GlennChan wrote on 5/17/2007, 10:55 AM

In PAL DV, the 4:2:0 is co-sited both vertically and horizontally. You use linear interpolation between the points (i.e. for the missing values, you take the average of the neighboring chroma samples).

This is opposed to interstitial chroma, where you take the chroma value you have to copy it over. Interstitial chroma gives you boxy-looking results. Vegas' NTSC DV and SonyYUV codecs do this (it's more obvious in the DV codecs). Haven't tried the PAL/4:2:0 codecs.
I'm not sure if DV is supposed to be interstitial or co-sited (have read/heard different things, and never read the DV spec).

Perhaps a clearer example:
Suppose you had chroma samples c1 c2 c3 c4 c5 c6
When you subsample, you filter and throw half of them away.

In co-sited (and using linear filtering; other filtering is possible),
c3 = 0.25 * c2 + 0.5 * c3 + 0.25 * c4
c5 = 0.25 * c4 + 0.5 * c5 + 0.25 * c6

On decode:
new c3 = c3
new c4 = 0.5 * (c3 + c5)

In interstitial:
c3 = 0.5 * (c3 + c4)
new c3 = c3
new c4 = c3

If you draw it out, the co-sited chroma is located exactly over a pixel. Interstitial chroma is located between pixels.

1b- In 4:2:2, the chroma is co-sited horizontally. Vertically is not applicable, since vertically you have full chroma resolution.

1c- In MPEG2-based formats, the chroma is co-sited horizontally. This makes sense since it can be source from 4:2:2 sources, so it makes sense to keep the chroma co-sited (and co-sited looks better anyways).

Vertically however, the chroma is interstitial. I'm not 100% sure as to the technical reason. But essentially, this is a different scheme than that used in PAL DV (except for PAL DVCPRO, which is 4:1:1).

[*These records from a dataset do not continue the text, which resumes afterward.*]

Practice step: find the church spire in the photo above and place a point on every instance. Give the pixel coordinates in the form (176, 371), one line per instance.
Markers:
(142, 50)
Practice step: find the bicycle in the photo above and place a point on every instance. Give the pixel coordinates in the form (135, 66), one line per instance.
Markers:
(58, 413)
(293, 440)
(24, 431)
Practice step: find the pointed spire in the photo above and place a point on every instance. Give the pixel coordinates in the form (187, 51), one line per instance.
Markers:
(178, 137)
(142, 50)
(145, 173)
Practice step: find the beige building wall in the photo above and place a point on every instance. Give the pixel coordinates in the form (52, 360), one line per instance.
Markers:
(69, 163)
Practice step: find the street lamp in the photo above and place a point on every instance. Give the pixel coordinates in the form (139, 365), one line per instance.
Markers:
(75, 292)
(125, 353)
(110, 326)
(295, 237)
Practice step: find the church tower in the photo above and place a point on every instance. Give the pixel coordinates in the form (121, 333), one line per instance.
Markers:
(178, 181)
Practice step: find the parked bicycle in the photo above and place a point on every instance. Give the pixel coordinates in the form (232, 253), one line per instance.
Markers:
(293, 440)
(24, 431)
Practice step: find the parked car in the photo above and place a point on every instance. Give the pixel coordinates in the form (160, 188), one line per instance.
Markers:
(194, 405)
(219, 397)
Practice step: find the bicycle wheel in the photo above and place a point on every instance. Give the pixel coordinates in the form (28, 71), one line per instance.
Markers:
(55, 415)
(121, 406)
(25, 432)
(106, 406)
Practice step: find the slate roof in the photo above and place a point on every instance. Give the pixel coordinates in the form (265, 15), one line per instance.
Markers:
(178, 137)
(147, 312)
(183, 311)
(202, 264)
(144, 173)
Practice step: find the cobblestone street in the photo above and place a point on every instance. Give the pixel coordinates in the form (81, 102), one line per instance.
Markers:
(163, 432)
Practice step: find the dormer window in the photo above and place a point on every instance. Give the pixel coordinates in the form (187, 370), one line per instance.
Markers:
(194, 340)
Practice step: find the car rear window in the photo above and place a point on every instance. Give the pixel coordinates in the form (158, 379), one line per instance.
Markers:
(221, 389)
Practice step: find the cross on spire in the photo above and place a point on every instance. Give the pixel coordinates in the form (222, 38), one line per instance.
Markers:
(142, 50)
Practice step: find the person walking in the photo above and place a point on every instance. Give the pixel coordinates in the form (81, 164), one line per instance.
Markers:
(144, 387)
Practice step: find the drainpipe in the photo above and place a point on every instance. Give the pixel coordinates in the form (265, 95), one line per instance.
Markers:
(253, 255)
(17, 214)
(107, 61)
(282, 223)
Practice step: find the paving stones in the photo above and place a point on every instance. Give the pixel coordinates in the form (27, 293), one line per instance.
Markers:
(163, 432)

2- In practice, there is a huge mix-up between co-sited and interstitial chroma. An ideal system would stick to either format/scheme, but in practice everything is all over the place. Most NLE codecs decode the chroma as if it were interstitial, even if it was encoded co-sited.

By going interstitial (even if the chroma were encoded for co-sited chroma), you get a minor advantage in that you don't get generation loss, though anything going to its first generation (i.e. titles) will look very bad. You also don't get a problem with co-sited where you can see a difference between 1st and 2nd generation stuff (i.e. so you only need to recompress cross dissolves, and leave everything else alone).